Sigortanın amacı, trafik kazaları nedeniyle üçüncü kişilerin uğrayacakları zararların kolayca temin edilmesi ile zarardan sorumlu olan işletenin kaza riskine karşı ekonomik bakımdan korunması olacaktır. Kanunun yukarıda belirtilmiş olan ilgili maddeleri uyarınca Zorunlu Mali Sorumluluk Sigortasını yapan sigortacı, işletenin sorumluluğunu üstlenir. Türk Ticaret Kanunu (TTK) 1484’e göre sigortacının sorumluluğu zorunlu sigorta miktarıyla sınırlıdır. Poliçe limiti miktarını aşan kısım bakımından başka bir sigorta mevcut değilse, limiti aşan kısımdan bizzat kişi sorumlu olmaktadır.

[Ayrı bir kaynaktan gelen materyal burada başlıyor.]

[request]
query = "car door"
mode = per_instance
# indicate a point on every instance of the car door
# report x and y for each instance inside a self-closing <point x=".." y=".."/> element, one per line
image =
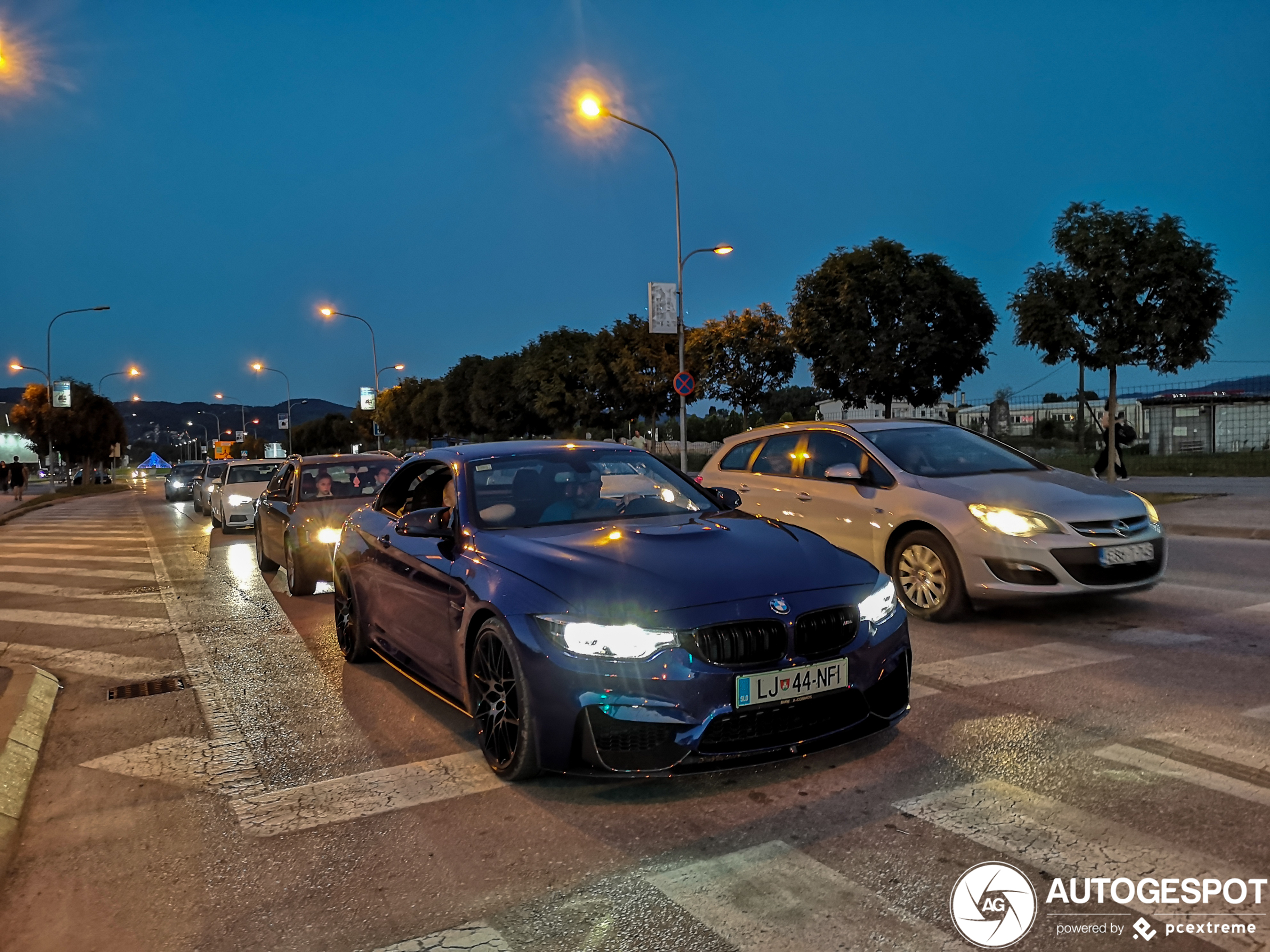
<point x="848" y="514"/>
<point x="417" y="602"/>
<point x="772" y="484"/>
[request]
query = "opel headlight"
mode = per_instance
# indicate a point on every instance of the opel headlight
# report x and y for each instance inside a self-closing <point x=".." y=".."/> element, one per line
<point x="880" y="603"/>
<point x="1151" y="511"/>
<point x="1012" y="522"/>
<point x="608" y="640"/>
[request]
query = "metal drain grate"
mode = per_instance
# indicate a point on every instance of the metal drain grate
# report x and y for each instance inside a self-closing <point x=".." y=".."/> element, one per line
<point x="145" y="688"/>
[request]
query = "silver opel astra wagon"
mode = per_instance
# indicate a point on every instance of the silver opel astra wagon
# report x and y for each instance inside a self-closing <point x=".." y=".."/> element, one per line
<point x="953" y="517"/>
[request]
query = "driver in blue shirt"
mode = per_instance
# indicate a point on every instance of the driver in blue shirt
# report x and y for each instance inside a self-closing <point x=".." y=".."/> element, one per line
<point x="581" y="501"/>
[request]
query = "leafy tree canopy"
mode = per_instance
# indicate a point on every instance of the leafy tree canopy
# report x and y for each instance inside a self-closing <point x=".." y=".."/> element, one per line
<point x="879" y="323"/>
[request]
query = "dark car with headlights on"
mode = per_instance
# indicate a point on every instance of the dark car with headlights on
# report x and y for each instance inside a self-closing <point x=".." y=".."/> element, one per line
<point x="596" y="611"/>
<point x="178" y="485"/>
<point x="300" y="512"/>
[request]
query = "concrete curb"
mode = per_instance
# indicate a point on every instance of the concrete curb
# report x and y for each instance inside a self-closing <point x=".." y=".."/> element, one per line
<point x="1217" y="531"/>
<point x="24" y="710"/>
<point x="44" y="504"/>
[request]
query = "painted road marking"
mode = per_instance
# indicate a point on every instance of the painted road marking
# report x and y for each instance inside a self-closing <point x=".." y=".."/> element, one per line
<point x="365" y="794"/>
<point x="1067" y="842"/>
<point x="134" y="560"/>
<point x="78" y="620"/>
<point x="31" y="588"/>
<point x="78" y="573"/>
<point x="976" y="671"/>
<point x="96" y="663"/>
<point x="470" y="937"/>
<point x="775" y="898"/>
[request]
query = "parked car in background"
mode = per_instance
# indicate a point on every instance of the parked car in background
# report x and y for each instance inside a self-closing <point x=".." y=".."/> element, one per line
<point x="202" y="484"/>
<point x="178" y="485"/>
<point x="302" y="508"/>
<point x="952" y="516"/>
<point x="598" y="612"/>
<point x="233" y="495"/>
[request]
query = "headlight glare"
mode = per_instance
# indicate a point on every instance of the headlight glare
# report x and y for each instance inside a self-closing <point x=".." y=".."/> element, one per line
<point x="608" y="640"/>
<point x="880" y="603"/>
<point x="1012" y="522"/>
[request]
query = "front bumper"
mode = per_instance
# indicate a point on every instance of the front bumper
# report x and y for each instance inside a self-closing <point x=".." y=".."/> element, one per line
<point x="676" y="713"/>
<point x="1008" y="568"/>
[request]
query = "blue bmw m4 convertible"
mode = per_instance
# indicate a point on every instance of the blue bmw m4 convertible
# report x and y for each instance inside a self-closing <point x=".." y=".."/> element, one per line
<point x="594" y="611"/>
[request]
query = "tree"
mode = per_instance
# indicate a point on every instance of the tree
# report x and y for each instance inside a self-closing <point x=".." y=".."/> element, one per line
<point x="1128" y="290"/>
<point x="744" y="357"/>
<point x="882" y="324"/>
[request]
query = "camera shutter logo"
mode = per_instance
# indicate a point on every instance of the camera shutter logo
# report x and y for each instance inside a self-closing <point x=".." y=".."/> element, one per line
<point x="994" y="906"/>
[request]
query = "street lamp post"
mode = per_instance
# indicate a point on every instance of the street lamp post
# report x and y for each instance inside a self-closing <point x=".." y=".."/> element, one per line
<point x="291" y="424"/>
<point x="591" y="108"/>
<point x="130" y="372"/>
<point x="375" y="362"/>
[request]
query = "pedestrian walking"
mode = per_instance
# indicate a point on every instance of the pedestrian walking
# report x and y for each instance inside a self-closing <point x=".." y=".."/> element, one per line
<point x="1124" y="436"/>
<point x="17" y="479"/>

KTK’ya göre, sigortacının işletenin yerine geçerek doğan zararı tazmin etmesinin belli şartları mevcuttur. Bu şartlar, genel şartlar ve özel şartlar olmak üzere ikiye ayrılmaktadır. Genel şartlara göre; bir zarar doğmuş olmalı, zarar trafik kazası sonucu ortaya çıkmış olmalı, bu zararı motorlu araç vermeli ve son olarak; kaza ile motorlu araç arasında uygun illiyet bağı bulunmalıdır. Özel şartlar da KTK’da belirlenmiştir, ikiye ayrılmaktadır; trafik kazasından doğan zararın aracın işletilmesinden veya işletilme halinde olmayan araçlarda işletenin veya eylemlerinden sorumlu olduğu kişilerin kusurundan ya da araçtaki bozukluktan veya kazadan sonra yapılan yardım fiilinden ileri gelmesi ve işletenin kurtuluş kanıtı getirememesi olarak belirtilmiştir.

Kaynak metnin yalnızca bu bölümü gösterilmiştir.